NetWellness is a global, community service providing quality, unbiased health information from our partner university faculty. NetWellness is commercial-free and does not accept advertising.
Sunday, May 1, 2016
Test for infectioness of mono
My daughter`s boyfriend got mono about ten weeks ago. We have been told that he could be asymptonmanic but still be a carrier. Is there any clinical test that can be performed to determine if he is a carrier?
We have been told that mono could spread by saliva, so kissing could be off-limits for a long period of time. We really are *not* sure if our information is correct or not, and would like to get some advice to pass on on to our daughter.
Also I have read that individuals with asymptomanic mono can shed EBV. Is EBV what causes mono? Is there any test to see if our daughter is already immune to EBV or not? I ask this final question because I get the impression that some individuals in the population are immunue. I am not sure if my understanding here is correct or not.

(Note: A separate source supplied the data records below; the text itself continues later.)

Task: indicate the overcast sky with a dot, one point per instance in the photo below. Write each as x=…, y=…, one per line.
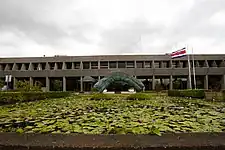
x=99, y=27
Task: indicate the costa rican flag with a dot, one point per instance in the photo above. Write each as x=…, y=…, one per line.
x=179, y=53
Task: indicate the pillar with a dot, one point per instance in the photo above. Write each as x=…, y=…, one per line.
x=73, y=66
x=206, y=82
x=223, y=82
x=64, y=84
x=153, y=82
x=31, y=81
x=47, y=66
x=47, y=84
x=31, y=67
x=81, y=84
x=15, y=67
x=55, y=66
x=171, y=82
x=23, y=67
x=14, y=82
x=64, y=66
x=39, y=66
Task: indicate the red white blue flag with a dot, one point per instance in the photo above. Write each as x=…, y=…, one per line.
x=179, y=53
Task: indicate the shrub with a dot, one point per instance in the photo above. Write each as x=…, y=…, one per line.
x=100, y=96
x=138, y=96
x=187, y=93
x=14, y=97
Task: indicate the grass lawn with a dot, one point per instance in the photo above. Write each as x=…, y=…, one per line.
x=79, y=114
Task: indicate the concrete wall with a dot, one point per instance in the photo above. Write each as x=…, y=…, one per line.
x=65, y=66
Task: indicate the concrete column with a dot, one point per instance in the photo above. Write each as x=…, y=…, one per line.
x=47, y=84
x=15, y=67
x=31, y=81
x=23, y=67
x=64, y=84
x=189, y=86
x=81, y=65
x=98, y=64
x=73, y=66
x=223, y=82
x=206, y=82
x=31, y=67
x=7, y=67
x=171, y=63
x=64, y=66
x=14, y=82
x=153, y=64
x=153, y=82
x=47, y=66
x=81, y=84
x=39, y=66
x=171, y=82
x=56, y=66
x=1, y=67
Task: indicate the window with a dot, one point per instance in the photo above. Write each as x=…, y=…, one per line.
x=157, y=64
x=147, y=64
x=76, y=65
x=130, y=64
x=94, y=65
x=121, y=64
x=86, y=65
x=140, y=64
x=104, y=65
x=112, y=64
x=68, y=65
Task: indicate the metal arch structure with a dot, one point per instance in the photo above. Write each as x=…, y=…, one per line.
x=102, y=84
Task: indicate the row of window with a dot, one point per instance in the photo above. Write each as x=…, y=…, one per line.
x=109, y=65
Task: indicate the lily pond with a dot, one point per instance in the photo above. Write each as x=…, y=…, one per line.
x=80, y=114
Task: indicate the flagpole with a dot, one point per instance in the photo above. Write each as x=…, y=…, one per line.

Most individuals exposed to people with infectious mononucleosis have previously been infected with EBV and are not at risk for infectious mononucleosis. In addition, transmission of EBV requires intimate contact with the saliva (found in the mouth) of an infected person. Transmission of this virus through the air or blood does not normally occur. The incubation period, or the time from infection to appearance of symptoms, ranges from 4 to 6 weeks. Persons with infectious mononucleosis may be able to spread the infection to others for a period of weeks. However, no special precautions or isolation procedures are recommended, since the virus is also found frequently in the saliva of healthy people. In fact, many healthy people can carry and spread the virus intermittently for life. These people are usually the primary reservoir for person-to-person transmission. For this reason, transmission of the virus is almost impossible to prevent.